Mustafa Zewal Doğan.
Yazar, sosyalistlerin yaşadığı yenilgiye karşı kendi sorumluluğunun bilinciyle davranıyor. Yenilgiye verilen yanıtlardan çok hoşnut görünmüyor. Yeni bir düşünme perspektifi ile okuyucularını buluşturmaya çalışıyor. Bir zamanlar kuşku duyulmadan, gözü kapalı savunulan fikirlerin yenilgisinin sonuçlarının ağır olduğuna dikkat çekiyor. “Fakat bana kalırsa, yenilgiyi kabul etmeden, yeni bir sıçrama yaşanmaz” cümlesi anlamlıdır. Sosyalist dünya görüşünün sarsılmış durumuna dikkat çeken yazar, kimi ön yargılardan uzak kalarak hakikati anlamaya çalışıyor olması, bana yazarın bir ayrıcalığı gibi yansıdı. Yenilginin bilimsel perspektifini oluşturma konusunda, düşündürücü sorular sorarak, yeniyi aramaya çalışıyor.
Romandaki kimi cümlelere oldukça düşündürücü ve aforizma niteliğinde anlamlar yüklü. Kimi sıradan gibi görünen cümlelerde insan kendini buluyor. “Ve şimdi, onca yıl hasretiyle üzüldükleri, uzağında kaldıkları, onsuz büyüdükleri babaları yanındaydı”. Yazarın bu cümlesi, devrimci solun tarihsel sosyal yaşanmışlığında anlam taşıyor. Solun dogmatik düşünme esprisine ince ve hatırlatıcı bir dokunuş görüyoruz. Sosyalistlerin dünyasında “Hayatını devrime adama” düşüncesi çarpıcı yanlış acı sonuçlar yaşattı. Solda görülen çarpıcı dalgalanmaların ve çıkmazların yarattığı atmosferde sallananların ideolojik yetmezliklerine işaret ediyor. Romanda bilimsel ve düşündürücü noktalardan biri, devrimleri ortaya çıkaran sosyal, politik ve maddi koşulların doğru bir metot içinde anlamaktır diyor yazar. Rasyonel ve mantıklı gözlemin olmadığı bir düşünce tarzında, olanları sorgulamak bir tür tutuculuk doğuracağını, doğruya en yakın bir şekilde ifade ediyor.

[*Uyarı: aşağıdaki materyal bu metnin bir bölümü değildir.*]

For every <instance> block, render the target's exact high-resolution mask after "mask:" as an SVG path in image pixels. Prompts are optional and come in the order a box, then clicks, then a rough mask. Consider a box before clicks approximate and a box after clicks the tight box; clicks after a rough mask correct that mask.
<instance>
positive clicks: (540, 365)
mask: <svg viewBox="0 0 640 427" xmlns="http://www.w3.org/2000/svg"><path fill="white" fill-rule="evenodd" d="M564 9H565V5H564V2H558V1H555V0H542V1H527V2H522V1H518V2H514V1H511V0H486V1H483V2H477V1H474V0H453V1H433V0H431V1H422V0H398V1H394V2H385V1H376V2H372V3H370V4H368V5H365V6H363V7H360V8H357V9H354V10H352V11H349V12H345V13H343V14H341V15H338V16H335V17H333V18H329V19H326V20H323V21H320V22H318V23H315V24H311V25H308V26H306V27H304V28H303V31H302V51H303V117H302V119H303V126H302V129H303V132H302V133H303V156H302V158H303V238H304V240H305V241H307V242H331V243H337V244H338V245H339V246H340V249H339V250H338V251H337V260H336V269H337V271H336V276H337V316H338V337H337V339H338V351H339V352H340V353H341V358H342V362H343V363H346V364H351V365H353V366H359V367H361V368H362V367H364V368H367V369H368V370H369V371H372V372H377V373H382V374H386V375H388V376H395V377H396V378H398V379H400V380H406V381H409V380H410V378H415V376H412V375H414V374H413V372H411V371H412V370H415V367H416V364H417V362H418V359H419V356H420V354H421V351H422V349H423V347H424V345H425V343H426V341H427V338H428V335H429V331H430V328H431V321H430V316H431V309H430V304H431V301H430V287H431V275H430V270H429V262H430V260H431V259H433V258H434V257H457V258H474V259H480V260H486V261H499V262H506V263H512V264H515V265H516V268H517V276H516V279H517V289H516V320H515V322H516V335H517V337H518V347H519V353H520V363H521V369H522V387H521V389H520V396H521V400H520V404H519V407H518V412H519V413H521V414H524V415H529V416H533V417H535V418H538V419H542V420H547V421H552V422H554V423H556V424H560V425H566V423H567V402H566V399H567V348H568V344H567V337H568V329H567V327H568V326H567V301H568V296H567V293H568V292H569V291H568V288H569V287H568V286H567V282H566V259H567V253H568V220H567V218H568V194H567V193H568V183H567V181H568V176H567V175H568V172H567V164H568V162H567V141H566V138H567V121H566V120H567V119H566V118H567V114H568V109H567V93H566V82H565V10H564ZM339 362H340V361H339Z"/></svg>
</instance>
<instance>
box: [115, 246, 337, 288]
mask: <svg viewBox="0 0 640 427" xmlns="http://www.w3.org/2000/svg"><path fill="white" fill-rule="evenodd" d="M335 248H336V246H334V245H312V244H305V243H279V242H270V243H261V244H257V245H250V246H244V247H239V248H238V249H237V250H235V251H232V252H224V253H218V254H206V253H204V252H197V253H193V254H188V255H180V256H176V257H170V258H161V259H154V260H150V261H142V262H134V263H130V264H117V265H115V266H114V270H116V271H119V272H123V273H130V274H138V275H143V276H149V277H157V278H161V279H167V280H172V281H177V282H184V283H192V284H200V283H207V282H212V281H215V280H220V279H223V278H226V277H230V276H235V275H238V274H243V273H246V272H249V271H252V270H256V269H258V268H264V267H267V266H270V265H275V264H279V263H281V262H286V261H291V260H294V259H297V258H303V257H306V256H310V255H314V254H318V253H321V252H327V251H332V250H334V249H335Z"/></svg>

Romanın kahramanı Berhang ( PROLETER ), hikayenin tümünde inandığı düşüncelerden ısrarcı olması, bir tutkunun ötesinde, Sosyalizmin ideolojik değerlerini anlamış olmasıdır. Belli çıkmazlarda, sancılı durumlarda yoldaşları ile yaptığı münazaralarda elbette kimi sorulara yanıt arıyor. O da uğruna bir ömür tükettiği sosyalizmin sıkıntılarını anlamaya çalışıyor. Ancak sömürüsüz bir dünyanın ideolojik değerlerinden vaz geçmiyor.
Agahan Efendi-Berhang ilişkisi oldukça sıcak ve samimi. Düşünme tarzlarındaki farklılıklara rağmen, aralarında sıcak bir güven oluşmuş. Agahan Efendi değiştiğini söylerken, düşünme esprisinde dile gelenler, çağdaş bir düşünürün felsefesini yansıtıyor. Agahan Efendi özgün bir kişilik taşıyor. İnsanların değişebileceğinin en iyi örneğini göstermesi bakımından ilginç. Ayrıca yazar, yanlış anlaşılmanın sonuçlarının ağır bedelleri olduğunu anlatmaya çalışıyor.
Mustafa Zewal Doğan’a böyle güzel bir eser bıraktığı için sonsuz Teṣekkür ederim.